# Week 7 Seminar --- Feedforward Neural Networks for Asset Pricing

**Quantitative Finance ML Course**

---

## Today's Plan (90 min)

| Time | Activity |
|------|----------|
| 25 min | Exercise 1: Build the Gu-Kelly-Xiu 3-layer net |
| 25 min | Exercise 2: Temporal train/val/test splitting in DataLoader |
| 20 min | Exercise 3: Compare MSE vs weighted MSE vs IC loss |
| 20 min | Discussion: When do NNs beat trees? |

In [None]:
import numpy as np
import pandas as pd
import matplotlib.pyplot as plt
import torch
import torch.nn as nn
from torch.utils.data import Dataset, DataLoader
from scipy.stats import spearmanr
import warnings
warnings.filterwarnings('ignore')

plt.style.use('seaborn-v0_8-whitegrid')
plt.rcParams['figure.figsize'] = (12, 5)

np.random.seed(42)
torch.manual_seed(42)

In [None]:
# --- Shared data generation (same as lecture) ---

np.random.seed(42)
n_stocks = 500
n_months = 180

records = []
for t in range(n_months):
    for i in range(n_stocks):
        mom_1m = np.random.randn() * 0.08
        mom_12m = np.random.randn() * 0.20
        vol_20d = np.abs(np.random.randn()) * 0.02 + 0.01
        size = np.random.randn() * 2 + 15
        bm = np.random.randn() * 0.5
        turnover = np.abs(np.random.randn()) * 0.01
        rev_1m = np.random.randn() * 0.05

        ret_next = (
            -0.002 * mom_1m + 0.003 * mom_12m - 0.005 * vol_20d
            + 0.001 * bm + 0.002 * np.sin(mom_12m * size)
            + np.random.randn() * 0.08
        )

        records.append({
            'date_idx': t, 'stock_id': i,
            'mom_1m': mom_1m, 'mom_12m': mom_12m, 'vol_20d': vol_20d,
            'size': size, 'bm': bm, 'turnover': turnover, 'rev_1m': rev_1m,
            'ret_next': ret_next
        })

df = pd.DataFrame(records)
feature_cols = ['mom_1m', 'mom_12m', 'vol_20d', 'size', 'bm', 'turnover', 'rev_1m']

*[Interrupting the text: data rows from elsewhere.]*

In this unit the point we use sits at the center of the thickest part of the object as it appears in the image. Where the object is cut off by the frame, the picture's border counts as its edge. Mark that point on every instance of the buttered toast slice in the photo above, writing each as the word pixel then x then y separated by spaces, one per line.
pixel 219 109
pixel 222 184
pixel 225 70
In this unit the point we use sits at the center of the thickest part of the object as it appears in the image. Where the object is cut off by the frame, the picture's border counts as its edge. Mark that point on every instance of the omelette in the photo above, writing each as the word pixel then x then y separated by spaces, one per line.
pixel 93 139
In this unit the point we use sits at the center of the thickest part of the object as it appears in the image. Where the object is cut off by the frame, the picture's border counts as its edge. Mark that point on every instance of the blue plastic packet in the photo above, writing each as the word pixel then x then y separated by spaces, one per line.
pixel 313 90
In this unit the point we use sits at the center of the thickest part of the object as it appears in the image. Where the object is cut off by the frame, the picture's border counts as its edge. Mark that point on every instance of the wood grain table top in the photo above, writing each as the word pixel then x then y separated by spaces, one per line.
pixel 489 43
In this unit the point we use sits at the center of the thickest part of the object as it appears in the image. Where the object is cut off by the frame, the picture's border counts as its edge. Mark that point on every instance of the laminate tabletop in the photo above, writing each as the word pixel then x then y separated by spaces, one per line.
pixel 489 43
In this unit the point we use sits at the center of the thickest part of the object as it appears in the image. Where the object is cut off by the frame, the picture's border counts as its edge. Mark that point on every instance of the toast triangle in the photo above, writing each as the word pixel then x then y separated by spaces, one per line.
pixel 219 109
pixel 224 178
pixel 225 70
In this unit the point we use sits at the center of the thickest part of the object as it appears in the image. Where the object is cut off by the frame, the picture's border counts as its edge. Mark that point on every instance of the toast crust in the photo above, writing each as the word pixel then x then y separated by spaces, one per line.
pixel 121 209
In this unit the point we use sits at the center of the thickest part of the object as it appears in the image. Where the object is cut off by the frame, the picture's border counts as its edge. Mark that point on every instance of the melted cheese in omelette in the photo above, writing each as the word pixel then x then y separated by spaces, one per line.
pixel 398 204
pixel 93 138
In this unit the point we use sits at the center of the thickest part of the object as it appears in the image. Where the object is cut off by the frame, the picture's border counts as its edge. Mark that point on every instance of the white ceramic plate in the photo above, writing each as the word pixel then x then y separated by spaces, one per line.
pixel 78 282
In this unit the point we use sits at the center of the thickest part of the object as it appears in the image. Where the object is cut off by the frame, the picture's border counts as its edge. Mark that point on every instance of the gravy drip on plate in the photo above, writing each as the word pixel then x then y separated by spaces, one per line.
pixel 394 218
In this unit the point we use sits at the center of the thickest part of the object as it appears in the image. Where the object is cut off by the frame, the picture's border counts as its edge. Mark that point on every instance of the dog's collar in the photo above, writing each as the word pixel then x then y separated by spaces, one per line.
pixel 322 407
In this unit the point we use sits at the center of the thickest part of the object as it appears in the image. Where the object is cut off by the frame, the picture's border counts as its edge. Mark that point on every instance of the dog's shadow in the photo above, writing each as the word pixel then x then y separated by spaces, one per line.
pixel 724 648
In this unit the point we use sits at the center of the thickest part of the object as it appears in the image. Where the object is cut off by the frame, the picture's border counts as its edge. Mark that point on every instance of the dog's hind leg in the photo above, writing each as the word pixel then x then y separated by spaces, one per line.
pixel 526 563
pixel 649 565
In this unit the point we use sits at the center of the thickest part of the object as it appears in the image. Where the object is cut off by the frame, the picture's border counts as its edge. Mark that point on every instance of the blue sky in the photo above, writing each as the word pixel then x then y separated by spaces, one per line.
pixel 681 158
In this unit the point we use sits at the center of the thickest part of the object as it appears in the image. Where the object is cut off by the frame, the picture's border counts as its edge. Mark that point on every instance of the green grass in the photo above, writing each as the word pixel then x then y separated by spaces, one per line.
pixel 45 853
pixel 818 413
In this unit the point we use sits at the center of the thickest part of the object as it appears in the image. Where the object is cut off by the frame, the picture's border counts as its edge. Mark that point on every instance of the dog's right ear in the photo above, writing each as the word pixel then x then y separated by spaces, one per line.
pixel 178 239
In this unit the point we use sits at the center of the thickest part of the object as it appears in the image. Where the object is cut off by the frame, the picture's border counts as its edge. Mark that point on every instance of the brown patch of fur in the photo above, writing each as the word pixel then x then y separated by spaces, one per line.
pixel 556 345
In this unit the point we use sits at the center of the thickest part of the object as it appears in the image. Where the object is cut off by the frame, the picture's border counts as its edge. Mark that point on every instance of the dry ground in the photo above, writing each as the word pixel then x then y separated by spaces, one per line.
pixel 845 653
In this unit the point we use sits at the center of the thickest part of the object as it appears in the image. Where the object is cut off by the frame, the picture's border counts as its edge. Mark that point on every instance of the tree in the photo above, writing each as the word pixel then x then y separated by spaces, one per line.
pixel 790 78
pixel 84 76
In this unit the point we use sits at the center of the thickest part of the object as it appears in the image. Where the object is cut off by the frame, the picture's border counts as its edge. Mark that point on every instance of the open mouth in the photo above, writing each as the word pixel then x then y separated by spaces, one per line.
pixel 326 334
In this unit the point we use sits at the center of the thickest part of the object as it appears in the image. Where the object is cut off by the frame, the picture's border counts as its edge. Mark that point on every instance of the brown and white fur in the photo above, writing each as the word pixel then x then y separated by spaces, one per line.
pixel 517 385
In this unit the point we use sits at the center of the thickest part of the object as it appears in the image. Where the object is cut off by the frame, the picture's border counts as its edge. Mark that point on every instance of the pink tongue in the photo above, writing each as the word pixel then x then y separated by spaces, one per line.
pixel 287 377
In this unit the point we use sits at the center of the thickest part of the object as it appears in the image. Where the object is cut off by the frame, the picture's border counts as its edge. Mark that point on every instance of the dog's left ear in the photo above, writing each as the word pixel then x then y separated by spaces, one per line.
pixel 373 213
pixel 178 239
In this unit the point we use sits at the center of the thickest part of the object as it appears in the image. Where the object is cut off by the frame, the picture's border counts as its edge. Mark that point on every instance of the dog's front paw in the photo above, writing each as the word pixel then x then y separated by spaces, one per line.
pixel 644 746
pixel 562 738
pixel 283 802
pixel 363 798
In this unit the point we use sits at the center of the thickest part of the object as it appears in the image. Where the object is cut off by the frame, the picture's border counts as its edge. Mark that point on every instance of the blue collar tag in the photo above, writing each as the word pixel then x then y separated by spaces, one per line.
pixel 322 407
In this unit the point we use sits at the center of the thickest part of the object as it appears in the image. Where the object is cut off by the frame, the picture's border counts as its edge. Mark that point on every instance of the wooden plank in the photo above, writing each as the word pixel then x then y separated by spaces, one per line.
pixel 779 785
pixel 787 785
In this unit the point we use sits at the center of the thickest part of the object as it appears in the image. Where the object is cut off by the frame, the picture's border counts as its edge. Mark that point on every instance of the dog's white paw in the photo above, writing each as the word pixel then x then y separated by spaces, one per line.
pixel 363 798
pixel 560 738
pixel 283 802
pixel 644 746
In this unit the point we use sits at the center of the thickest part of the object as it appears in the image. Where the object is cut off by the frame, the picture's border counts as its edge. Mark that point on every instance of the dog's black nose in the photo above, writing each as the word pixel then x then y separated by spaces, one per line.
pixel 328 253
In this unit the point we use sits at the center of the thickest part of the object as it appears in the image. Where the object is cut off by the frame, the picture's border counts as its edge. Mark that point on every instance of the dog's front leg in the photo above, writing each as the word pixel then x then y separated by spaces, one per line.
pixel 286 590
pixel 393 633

# Cross-sectional rank normalization
for col in feature_cols:
    df[col] = df.groupby('date_idx')[col].transform(
        lambda x: (x.rank() - 1) / (len(x) - 1) - 0.5
    )

print(f'Data ready: {df.shape[0]:,} observations, {len(feature_cols)} features')

---

## Exercise 1: Build the Gu-Kelly-Xiu 3-Layer Net (25 min)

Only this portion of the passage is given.